At a university, new and controversial ideas ought to be presented and discussed. Inviting public intellectuals to lecture on these topics is in line with the mission of a university. However, these new and controversial ideas also ought to be scrutinized and debated. Yet there seems to be little of either in ODI’s Diversity Lecture series, which features no speakers defending American society as it stands, arguing against race-based tribal politics, or challenging the theory of systemic racism. The Diversity Lecture series features a lineup that seriously lacks ideological diversity.

It is bad enough that ODI is unwilling to foster a diversity of opinions itself in the speakers it invites. Worse still is its active condemnation of heterodox viewpoints when other groups provide the diversity it refuses to. In 2018, Ohio State’s chapter of Young Americans for Freedom invited Ben Shapiro to campus for a lecture and Q&A session. As a prominent conservative coming to a majority-left college campus, Ben Shapiro saw fit, in his lecture, to clearly promote ideas in contravention of the prevailing campus orthodoxy. An office dedicated to diverse thought, opinions, and viewpoints would have been well-served to promote such an event. However, the Morrill Scholarship, an arm of the ODI, sent out a message from its Student Advisory Council the day of the event, stating that “many believe Shapiro’s views are openly misogynist, racist, and transphobic” and that “Shapiro’s rhetoric has the potential to threaten the emotional and mental safety of much of the campus community.” (Mind you, this was before Shapiro’s lecture.) Far from promoting ideological diversity, this branch of ODI pushed a rank partisan message in condemning Ben Shapiro. Worse yet is the claim that a dissenting opinion threatens emotional and mental safety. This is nothing less than an attack on the free exchange of ideas itself. Is this truly inclusion or diversity?
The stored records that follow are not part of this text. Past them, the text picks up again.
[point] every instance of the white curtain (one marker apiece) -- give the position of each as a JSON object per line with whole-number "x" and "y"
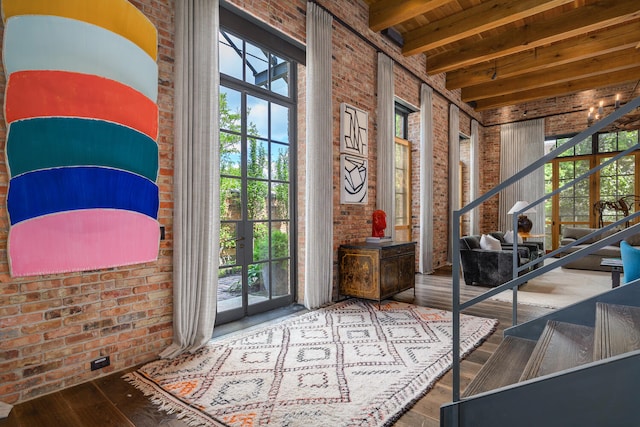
{"x": 425, "y": 261}
{"x": 319, "y": 161}
{"x": 385, "y": 198}
{"x": 520, "y": 145}
{"x": 196, "y": 222}
{"x": 474, "y": 181}
{"x": 454, "y": 171}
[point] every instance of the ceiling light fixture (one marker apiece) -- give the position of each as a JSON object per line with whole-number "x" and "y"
{"x": 596, "y": 113}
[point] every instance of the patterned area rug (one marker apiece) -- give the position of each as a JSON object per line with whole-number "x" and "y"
{"x": 350, "y": 364}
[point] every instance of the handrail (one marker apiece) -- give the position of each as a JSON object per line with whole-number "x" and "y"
{"x": 457, "y": 306}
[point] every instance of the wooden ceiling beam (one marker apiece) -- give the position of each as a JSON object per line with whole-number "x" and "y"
{"x": 486, "y": 16}
{"x": 387, "y": 13}
{"x": 573, "y": 49}
{"x": 581, "y": 20}
{"x": 604, "y": 80}
{"x": 599, "y": 65}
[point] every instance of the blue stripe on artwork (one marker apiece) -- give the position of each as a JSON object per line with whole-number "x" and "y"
{"x": 66, "y": 189}
{"x": 42, "y": 42}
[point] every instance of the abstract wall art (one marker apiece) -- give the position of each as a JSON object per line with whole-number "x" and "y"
{"x": 354, "y": 179}
{"x": 354, "y": 131}
{"x": 82, "y": 128}
{"x": 354, "y": 149}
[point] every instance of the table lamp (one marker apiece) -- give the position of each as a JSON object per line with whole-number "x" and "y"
{"x": 524, "y": 223}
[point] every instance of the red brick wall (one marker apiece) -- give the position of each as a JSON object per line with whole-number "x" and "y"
{"x": 51, "y": 327}
{"x": 562, "y": 115}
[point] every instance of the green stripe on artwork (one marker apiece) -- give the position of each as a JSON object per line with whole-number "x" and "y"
{"x": 52, "y": 142}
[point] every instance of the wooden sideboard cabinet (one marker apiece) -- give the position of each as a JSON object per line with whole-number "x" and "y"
{"x": 376, "y": 271}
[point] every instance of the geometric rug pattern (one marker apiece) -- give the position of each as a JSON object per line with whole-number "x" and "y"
{"x": 350, "y": 364}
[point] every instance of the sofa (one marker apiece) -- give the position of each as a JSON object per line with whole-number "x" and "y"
{"x": 592, "y": 261}
{"x": 536, "y": 249}
{"x": 488, "y": 267}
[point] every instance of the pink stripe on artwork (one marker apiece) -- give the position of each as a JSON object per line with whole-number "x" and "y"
{"x": 82, "y": 240}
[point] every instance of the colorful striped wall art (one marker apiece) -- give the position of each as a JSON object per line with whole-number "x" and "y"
{"x": 82, "y": 128}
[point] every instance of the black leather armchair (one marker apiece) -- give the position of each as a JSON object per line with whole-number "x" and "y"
{"x": 486, "y": 267}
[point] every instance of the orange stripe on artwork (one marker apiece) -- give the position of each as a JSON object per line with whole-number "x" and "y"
{"x": 38, "y": 93}
{"x": 118, "y": 16}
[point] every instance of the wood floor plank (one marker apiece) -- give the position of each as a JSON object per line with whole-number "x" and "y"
{"x": 133, "y": 404}
{"x": 50, "y": 410}
{"x": 92, "y": 408}
{"x": 433, "y": 290}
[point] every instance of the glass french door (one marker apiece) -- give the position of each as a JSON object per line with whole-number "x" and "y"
{"x": 256, "y": 235}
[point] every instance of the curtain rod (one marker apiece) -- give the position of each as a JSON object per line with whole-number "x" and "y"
{"x": 380, "y": 50}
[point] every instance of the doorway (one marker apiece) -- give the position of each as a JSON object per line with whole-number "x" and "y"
{"x": 257, "y": 157}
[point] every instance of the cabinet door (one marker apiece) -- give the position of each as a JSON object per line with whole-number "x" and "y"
{"x": 406, "y": 271}
{"x": 359, "y": 273}
{"x": 389, "y": 275}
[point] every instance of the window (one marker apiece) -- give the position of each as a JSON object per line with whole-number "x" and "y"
{"x": 257, "y": 169}
{"x": 402, "y": 178}
{"x": 576, "y": 205}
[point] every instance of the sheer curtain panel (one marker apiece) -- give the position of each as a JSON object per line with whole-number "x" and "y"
{"x": 385, "y": 196}
{"x": 196, "y": 223}
{"x": 454, "y": 168}
{"x": 474, "y": 184}
{"x": 425, "y": 261}
{"x": 520, "y": 145}
{"x": 319, "y": 161}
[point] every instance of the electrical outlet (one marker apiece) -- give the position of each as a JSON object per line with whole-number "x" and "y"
{"x": 100, "y": 363}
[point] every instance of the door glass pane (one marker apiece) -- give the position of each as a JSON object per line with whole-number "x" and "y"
{"x": 279, "y": 123}
{"x": 280, "y": 75}
{"x": 230, "y": 198}
{"x": 257, "y": 196}
{"x": 280, "y": 239}
{"x": 280, "y": 275}
{"x": 280, "y": 201}
{"x": 256, "y": 66}
{"x": 230, "y": 55}
{"x": 230, "y": 108}
{"x": 260, "y": 241}
{"x": 228, "y": 249}
{"x": 258, "y": 279}
{"x": 257, "y": 163}
{"x": 229, "y": 288}
{"x": 230, "y": 146}
{"x": 257, "y": 117}
{"x": 279, "y": 162}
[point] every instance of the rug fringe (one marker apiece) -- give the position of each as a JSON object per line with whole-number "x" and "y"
{"x": 183, "y": 411}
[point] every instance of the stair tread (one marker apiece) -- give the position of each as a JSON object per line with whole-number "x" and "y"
{"x": 504, "y": 367}
{"x": 561, "y": 346}
{"x": 617, "y": 330}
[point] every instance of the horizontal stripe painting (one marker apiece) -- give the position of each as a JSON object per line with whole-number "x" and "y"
{"x": 82, "y": 128}
{"x": 37, "y": 93}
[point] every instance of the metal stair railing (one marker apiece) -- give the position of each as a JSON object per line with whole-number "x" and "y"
{"x": 517, "y": 279}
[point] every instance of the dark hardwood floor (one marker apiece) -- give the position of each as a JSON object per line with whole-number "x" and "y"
{"x": 110, "y": 401}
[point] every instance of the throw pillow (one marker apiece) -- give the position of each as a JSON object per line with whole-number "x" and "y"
{"x": 508, "y": 237}
{"x": 488, "y": 242}
{"x": 630, "y": 262}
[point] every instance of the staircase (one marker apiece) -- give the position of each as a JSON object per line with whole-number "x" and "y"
{"x": 565, "y": 369}
{"x": 577, "y": 366}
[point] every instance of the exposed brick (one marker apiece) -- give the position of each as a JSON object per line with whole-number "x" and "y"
{"x": 35, "y": 370}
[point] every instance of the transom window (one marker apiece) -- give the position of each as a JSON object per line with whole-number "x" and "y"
{"x": 576, "y": 205}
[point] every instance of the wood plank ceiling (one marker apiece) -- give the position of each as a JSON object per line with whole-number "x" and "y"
{"x": 507, "y": 52}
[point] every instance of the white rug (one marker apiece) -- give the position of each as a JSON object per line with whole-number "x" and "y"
{"x": 560, "y": 287}
{"x": 350, "y": 364}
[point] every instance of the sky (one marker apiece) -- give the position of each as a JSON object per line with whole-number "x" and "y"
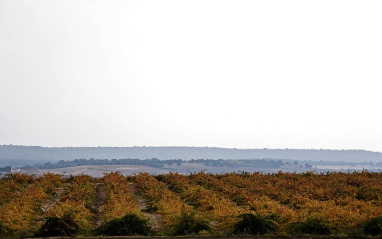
{"x": 216, "y": 73}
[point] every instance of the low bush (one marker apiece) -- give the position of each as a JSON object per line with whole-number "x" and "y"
{"x": 129, "y": 225}
{"x": 55, "y": 226}
{"x": 255, "y": 224}
{"x": 373, "y": 227}
{"x": 311, "y": 225}
{"x": 189, "y": 222}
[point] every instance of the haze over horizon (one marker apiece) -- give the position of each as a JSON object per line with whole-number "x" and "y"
{"x": 217, "y": 73}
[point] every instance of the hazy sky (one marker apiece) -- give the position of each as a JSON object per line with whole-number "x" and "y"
{"x": 245, "y": 74}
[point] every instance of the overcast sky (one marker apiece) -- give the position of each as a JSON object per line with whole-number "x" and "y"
{"x": 244, "y": 74}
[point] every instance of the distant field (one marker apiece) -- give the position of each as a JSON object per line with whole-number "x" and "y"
{"x": 341, "y": 201}
{"x": 185, "y": 168}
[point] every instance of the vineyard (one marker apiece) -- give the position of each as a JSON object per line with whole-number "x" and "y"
{"x": 198, "y": 203}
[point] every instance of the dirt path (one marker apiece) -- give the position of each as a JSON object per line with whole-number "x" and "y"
{"x": 155, "y": 219}
{"x": 99, "y": 201}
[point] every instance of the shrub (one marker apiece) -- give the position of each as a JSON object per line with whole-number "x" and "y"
{"x": 189, "y": 222}
{"x": 3, "y": 230}
{"x": 128, "y": 225}
{"x": 55, "y": 226}
{"x": 373, "y": 227}
{"x": 311, "y": 225}
{"x": 255, "y": 224}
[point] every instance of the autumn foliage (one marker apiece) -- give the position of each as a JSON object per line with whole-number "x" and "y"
{"x": 288, "y": 203}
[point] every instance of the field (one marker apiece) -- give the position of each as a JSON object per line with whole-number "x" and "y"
{"x": 197, "y": 203}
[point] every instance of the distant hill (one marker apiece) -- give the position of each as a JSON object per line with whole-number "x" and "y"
{"x": 12, "y": 154}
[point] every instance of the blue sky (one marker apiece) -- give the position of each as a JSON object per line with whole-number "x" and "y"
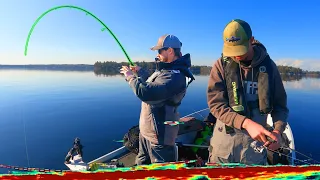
{"x": 290, "y": 31}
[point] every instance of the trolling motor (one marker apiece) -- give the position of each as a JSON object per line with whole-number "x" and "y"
{"x": 77, "y": 148}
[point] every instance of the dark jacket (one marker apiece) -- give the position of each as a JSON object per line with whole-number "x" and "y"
{"x": 218, "y": 97}
{"x": 161, "y": 94}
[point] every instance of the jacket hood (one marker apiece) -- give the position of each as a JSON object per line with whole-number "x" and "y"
{"x": 182, "y": 64}
{"x": 260, "y": 53}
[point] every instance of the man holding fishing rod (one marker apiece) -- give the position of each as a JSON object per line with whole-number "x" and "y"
{"x": 161, "y": 95}
{"x": 244, "y": 86}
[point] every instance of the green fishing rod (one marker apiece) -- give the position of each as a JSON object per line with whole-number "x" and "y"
{"x": 87, "y": 13}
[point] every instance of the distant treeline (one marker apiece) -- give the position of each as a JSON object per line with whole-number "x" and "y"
{"x": 51, "y": 67}
{"x": 111, "y": 67}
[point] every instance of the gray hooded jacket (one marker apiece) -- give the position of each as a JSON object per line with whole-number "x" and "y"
{"x": 161, "y": 94}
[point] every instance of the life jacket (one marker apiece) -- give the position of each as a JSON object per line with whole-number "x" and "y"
{"x": 235, "y": 87}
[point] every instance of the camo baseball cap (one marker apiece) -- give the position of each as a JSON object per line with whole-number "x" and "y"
{"x": 236, "y": 37}
{"x": 167, "y": 41}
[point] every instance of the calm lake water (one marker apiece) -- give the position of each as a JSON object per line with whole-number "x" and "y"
{"x": 57, "y": 106}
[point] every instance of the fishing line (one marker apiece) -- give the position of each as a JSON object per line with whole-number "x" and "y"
{"x": 87, "y": 12}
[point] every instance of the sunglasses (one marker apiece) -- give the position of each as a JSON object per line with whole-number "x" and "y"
{"x": 163, "y": 49}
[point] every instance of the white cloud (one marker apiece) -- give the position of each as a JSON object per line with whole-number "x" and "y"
{"x": 310, "y": 65}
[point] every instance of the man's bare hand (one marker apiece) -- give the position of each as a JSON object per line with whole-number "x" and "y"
{"x": 276, "y": 145}
{"x": 135, "y": 68}
{"x": 258, "y": 132}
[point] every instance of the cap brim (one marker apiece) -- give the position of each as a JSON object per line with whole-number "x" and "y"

And when an open-carry group not affiliated with the university held an event on campus, the Morrill Scholarship Program again sent out a Student Advisory Council condemnation of the event. This group came to the Oval, openly armed, and stood by peacefully to talk to and engage with any students, faculty members, or staff who walked by. They broke no laws. In fact, to call this group’s action a demonstration seems a bit bold, as the participants displayed no signs, chanted no chants, and marched no marches. Yet MSP saw fit to “encourage students to not engage with the demonstrators.” It was another opportunity to explore a new and different viewpoint condemned by an arm of the Office of Diversity and Inclusion. Ironically, the majority of the open-carriers were African Americans: ODI sees fit only to elevate those black voices that conform to their message. So much for inclusion.

Critics may rightly point out that the programs and actions for which I have condemned ODI are not all wholly ODI’s doing; they include partnerships with other university departments and offices. But this illustrates that ODI has proven very effective at influencing the university at large and shows no signs of slowing down.

Not everything the Office of Diversity and Inclusion does is necessarily condemnable. It houses an academic research center on black males, runs a cultural center, and administers two major scholarship programs, one for low-income students and another for minorities in STEM. No doubt these programs and others housed under ODI provide meaningful help to a number of deserving students. However, the value of some of ODI’s programs does not excuse ODI’s rank partisan activism nor its fundamental betrayal of its name. The Office of Diversity and Inclusion promotes not a diverse range of viewpoints but rather a single hard-left ideology of systemic racism and critical race theory and, rather than fostering inclusion, seeks to shut down opposing viewpoints. These more extreme forms of race-based political activism have no place in the administrative offices of a state university.

Alek Kundla is a senior studying computer science and engineering at the Ohio State University. On campus, he is the vice president of his school's Young Americans for Freedom chapter and undergraduate representative to the university’s shared governance committees on the general education and instructor evaluation.